J Nucl Med. 2012; 53 (Supplement 1):506
Oncology: Clinical Diagnosis
Hodgkin Disease and Myeloma
Analysis of the Deauville criteria for the assessment of interim PET in advanced stage Hodgkin lymphoma patients enrolled in the IVS study part II: Reliability of score and concordance between reviewers
Stephane Chauvie1 and
1 S. Croce and Carle Hospital, Cuneo, Italy
2 CHU H. Mondor, Paris, France
3 Mount Sinai Medical Center, New York, NY
4 Rigshospitalet Copenhagen, Copenhagen, Denmark
5 St.Thomas Hospital, London, United Kingdom
6 Oncology Institute of Veneto, Padova, Italy
Abstract No. 506
Objectives: The Deauville criteria FDG uptake is scored based on intensity. The choice of threshold to define a positive scan depends on whether a high sensitivity or specificity is desired. The aim of this study was to test if the level of agreement between reporters is also influenced by threshold.
Methods: An international validation study (IVS) was performed to measure PFS in HL according to interim PET-CT. Paired scans were reported by 6 independent reviewers and uptake scored as: (1) none (2) mediastinum (3) liver (4) moderately increased uptake > liver (5) markedly increased uptake > liver. For IVS, score 4 or 5 was regarded as positive, score 1,2,3 as negative. Levels of agreement between reporters were measured for IVS (5 categories), then for 3 categories using score 1 or 2 (complete metabolic response) vs score 3 (equivocal) vs score 4 or 5 (disease) and for individual scores of 1 vs 2 vs 3 vs 4 vs 5. Agreement was calculated using Krippendorfs alpha coefficient.

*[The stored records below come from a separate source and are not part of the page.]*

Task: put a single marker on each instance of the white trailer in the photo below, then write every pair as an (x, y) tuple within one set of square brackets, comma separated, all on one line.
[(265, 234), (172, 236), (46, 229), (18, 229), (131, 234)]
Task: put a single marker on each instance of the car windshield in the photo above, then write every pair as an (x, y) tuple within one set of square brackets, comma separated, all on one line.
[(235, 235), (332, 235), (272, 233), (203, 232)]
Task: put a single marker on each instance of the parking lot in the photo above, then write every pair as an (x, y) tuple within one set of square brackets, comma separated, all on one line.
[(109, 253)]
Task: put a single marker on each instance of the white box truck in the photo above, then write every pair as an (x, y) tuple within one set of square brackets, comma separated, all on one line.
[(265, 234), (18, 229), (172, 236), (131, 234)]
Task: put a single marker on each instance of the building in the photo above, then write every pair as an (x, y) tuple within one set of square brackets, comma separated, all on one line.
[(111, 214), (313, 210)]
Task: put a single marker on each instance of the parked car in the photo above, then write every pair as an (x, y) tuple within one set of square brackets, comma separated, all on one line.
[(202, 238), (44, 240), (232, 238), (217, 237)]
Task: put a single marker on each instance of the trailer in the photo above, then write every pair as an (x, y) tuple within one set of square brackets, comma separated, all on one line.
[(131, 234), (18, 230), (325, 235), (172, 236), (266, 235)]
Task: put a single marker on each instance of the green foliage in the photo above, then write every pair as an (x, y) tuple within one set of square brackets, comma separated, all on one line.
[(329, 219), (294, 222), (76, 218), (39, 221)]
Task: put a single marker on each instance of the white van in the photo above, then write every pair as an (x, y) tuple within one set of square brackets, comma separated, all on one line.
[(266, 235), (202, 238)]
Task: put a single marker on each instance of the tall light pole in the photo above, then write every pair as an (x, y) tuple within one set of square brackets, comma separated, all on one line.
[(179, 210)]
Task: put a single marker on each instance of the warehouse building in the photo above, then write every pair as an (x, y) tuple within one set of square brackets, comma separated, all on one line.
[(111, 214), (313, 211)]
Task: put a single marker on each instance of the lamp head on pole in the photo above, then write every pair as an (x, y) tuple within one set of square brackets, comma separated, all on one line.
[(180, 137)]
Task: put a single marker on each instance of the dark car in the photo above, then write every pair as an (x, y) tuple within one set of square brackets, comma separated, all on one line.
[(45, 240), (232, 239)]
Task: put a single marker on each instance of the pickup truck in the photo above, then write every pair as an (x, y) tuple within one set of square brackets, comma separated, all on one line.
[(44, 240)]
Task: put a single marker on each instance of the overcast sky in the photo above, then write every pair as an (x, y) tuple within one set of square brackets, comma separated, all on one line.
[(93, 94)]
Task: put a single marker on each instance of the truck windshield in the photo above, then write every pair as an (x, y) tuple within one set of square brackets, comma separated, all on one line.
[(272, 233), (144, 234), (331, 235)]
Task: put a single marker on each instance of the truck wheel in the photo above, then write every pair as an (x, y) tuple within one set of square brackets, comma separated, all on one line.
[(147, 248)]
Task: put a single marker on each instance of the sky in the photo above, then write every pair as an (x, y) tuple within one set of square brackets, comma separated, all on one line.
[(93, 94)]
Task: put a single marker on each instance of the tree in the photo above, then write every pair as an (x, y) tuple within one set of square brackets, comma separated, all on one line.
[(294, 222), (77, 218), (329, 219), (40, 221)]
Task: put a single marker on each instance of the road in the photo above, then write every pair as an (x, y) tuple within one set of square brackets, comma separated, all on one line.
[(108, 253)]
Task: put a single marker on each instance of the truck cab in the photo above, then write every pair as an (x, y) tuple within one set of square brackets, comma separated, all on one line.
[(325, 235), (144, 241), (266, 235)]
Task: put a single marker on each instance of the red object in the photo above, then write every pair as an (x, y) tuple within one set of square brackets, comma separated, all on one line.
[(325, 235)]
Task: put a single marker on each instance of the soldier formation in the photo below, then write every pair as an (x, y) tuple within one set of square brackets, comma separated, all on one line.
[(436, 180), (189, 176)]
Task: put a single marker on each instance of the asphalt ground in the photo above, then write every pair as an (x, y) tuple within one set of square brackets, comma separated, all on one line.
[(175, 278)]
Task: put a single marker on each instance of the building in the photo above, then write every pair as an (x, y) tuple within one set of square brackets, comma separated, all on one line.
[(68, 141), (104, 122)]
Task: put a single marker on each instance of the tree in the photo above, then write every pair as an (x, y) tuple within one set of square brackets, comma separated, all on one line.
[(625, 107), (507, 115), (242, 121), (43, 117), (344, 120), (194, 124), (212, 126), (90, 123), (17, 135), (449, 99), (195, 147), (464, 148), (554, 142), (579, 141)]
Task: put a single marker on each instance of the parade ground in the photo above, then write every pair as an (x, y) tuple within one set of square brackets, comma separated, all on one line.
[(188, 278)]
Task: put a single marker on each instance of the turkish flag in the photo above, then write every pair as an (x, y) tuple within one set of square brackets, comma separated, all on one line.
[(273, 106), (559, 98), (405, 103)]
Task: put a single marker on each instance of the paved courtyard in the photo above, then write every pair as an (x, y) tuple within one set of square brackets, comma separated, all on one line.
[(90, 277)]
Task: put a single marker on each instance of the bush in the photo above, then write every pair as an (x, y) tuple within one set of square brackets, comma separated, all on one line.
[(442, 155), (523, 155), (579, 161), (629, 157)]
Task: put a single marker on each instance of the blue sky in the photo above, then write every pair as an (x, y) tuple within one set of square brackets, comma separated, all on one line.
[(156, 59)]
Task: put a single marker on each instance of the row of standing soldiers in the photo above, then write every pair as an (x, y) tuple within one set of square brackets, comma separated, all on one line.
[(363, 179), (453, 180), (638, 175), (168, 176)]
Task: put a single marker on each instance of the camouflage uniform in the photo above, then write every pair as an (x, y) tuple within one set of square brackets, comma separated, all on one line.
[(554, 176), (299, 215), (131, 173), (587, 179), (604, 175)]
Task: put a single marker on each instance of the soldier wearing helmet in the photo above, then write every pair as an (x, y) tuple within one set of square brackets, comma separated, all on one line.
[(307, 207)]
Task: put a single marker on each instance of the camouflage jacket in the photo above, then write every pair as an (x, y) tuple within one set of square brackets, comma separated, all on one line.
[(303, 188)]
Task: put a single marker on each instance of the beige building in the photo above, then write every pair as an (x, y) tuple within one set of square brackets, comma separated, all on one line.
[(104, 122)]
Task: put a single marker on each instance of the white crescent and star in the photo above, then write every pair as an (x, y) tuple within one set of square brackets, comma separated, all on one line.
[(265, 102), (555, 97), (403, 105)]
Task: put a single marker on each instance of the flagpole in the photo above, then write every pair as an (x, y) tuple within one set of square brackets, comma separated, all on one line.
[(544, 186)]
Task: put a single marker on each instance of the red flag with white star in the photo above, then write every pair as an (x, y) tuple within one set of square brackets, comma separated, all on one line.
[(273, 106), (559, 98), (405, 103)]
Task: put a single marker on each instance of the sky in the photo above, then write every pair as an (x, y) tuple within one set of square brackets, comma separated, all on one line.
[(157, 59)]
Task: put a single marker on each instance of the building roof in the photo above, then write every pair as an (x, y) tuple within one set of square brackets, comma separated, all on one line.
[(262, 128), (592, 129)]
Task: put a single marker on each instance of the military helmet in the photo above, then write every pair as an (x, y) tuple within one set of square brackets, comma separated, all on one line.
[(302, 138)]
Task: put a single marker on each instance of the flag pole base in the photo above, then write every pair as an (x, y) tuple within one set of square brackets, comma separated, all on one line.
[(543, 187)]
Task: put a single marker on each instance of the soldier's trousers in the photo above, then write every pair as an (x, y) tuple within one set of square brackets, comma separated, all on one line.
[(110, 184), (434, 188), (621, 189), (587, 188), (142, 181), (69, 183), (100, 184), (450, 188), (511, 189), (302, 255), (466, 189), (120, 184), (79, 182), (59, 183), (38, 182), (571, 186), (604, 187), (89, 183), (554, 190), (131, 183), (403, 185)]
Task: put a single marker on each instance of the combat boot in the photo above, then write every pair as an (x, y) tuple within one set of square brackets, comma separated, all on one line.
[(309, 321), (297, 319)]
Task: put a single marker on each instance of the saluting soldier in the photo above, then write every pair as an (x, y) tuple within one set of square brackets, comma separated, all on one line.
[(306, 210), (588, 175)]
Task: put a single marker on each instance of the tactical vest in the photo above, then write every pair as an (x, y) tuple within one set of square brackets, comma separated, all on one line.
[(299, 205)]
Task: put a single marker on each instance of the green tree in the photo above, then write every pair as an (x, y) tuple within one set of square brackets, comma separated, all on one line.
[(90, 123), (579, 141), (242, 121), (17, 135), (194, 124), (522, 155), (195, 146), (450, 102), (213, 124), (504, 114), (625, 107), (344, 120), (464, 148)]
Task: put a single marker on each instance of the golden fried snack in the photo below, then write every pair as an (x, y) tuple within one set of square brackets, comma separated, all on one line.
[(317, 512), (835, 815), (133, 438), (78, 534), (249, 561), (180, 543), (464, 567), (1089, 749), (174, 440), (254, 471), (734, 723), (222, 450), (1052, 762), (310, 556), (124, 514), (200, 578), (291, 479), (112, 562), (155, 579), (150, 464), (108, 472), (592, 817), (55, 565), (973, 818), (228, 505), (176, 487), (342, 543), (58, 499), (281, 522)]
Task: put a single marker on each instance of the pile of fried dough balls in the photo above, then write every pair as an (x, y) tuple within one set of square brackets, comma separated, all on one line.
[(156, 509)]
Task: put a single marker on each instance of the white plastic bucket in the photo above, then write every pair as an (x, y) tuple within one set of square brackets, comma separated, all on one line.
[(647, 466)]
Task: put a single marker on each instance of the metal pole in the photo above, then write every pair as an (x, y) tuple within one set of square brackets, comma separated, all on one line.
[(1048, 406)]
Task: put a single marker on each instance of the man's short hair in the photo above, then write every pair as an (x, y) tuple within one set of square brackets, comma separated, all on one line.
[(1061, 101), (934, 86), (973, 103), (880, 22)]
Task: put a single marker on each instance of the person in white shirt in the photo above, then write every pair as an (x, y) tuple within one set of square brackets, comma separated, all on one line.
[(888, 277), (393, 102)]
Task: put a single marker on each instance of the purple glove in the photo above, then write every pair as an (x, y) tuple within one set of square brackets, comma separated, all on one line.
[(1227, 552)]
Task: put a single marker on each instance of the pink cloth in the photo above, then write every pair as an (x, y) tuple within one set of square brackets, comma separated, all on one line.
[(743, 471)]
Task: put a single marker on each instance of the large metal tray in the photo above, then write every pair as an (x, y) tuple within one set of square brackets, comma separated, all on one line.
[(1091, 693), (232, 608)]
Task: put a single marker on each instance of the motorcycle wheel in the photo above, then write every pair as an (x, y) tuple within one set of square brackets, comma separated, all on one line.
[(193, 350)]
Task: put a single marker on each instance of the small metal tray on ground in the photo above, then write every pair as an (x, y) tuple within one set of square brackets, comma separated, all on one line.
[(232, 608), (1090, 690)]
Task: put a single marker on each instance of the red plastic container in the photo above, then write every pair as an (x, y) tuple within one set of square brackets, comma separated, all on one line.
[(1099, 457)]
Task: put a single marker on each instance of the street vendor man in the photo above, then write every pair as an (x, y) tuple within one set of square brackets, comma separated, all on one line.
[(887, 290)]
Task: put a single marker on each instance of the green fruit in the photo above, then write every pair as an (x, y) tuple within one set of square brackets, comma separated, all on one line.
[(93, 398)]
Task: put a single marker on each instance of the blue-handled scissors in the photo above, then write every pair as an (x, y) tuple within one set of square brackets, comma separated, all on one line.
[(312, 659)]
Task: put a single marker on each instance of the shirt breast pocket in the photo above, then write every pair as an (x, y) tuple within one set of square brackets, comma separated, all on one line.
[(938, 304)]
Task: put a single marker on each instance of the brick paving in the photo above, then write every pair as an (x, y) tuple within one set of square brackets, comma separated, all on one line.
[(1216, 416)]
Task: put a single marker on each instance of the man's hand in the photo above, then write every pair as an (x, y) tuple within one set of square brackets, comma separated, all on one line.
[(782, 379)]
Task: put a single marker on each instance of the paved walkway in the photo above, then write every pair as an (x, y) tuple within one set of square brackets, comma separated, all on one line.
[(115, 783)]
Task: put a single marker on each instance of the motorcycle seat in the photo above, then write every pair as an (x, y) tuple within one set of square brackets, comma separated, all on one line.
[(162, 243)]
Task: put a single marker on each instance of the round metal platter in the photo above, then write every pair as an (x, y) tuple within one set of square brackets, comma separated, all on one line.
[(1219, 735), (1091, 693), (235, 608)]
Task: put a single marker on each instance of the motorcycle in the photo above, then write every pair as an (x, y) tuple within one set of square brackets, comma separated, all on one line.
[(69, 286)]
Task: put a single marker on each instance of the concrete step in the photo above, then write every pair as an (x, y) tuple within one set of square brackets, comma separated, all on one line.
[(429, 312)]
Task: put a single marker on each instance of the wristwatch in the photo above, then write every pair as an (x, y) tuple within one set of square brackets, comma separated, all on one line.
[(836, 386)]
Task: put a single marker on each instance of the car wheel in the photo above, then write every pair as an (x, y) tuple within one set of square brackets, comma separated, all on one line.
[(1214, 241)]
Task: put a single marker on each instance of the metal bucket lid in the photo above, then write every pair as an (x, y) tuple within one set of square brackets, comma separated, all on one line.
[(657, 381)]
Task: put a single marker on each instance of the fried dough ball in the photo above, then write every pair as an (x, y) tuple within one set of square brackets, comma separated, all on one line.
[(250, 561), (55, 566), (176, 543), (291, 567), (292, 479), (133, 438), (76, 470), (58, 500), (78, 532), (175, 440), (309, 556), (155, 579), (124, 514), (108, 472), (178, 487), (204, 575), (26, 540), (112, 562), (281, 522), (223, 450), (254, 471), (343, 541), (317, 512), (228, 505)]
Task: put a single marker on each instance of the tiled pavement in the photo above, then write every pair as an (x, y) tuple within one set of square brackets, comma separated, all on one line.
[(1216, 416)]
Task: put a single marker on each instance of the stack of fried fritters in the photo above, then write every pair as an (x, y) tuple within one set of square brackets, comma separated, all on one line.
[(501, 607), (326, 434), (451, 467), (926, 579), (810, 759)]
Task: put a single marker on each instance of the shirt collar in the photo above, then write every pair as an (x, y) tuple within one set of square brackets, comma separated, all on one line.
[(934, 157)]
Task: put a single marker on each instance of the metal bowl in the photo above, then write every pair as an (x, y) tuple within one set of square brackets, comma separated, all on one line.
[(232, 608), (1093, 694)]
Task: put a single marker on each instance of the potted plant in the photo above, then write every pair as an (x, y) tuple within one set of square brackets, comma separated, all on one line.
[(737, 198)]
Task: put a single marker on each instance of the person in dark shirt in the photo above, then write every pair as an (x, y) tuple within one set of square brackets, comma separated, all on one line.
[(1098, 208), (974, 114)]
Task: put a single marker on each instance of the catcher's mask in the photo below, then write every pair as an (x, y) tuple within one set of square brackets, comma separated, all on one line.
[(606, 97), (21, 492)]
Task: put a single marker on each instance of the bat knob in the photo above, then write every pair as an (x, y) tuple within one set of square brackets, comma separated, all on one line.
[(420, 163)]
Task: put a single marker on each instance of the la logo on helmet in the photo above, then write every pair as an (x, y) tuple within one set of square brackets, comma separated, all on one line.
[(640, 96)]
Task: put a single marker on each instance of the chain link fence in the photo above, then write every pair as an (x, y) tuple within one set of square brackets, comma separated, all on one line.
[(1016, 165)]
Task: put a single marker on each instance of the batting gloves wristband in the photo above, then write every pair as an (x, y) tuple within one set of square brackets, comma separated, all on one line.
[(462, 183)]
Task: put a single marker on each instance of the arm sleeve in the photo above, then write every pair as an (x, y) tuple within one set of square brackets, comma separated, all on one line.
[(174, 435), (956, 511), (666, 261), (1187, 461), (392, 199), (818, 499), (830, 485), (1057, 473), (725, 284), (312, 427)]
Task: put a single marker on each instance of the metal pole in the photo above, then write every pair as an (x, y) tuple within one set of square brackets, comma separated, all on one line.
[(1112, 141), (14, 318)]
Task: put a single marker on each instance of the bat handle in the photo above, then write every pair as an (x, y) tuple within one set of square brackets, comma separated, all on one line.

Results: 261 paired scans were evaluated. There was concordance between the majority of reporters (> 4 agreed on the identical score) in 97% of cases for IVS, in 87% using CMR vs equivocal vs disease categories and in 65% using individual scores of 1-5. The level of agreement was α = 0.758 (IVS) α = 0.542 (3 categories) α = 0.352 (scores 1-5).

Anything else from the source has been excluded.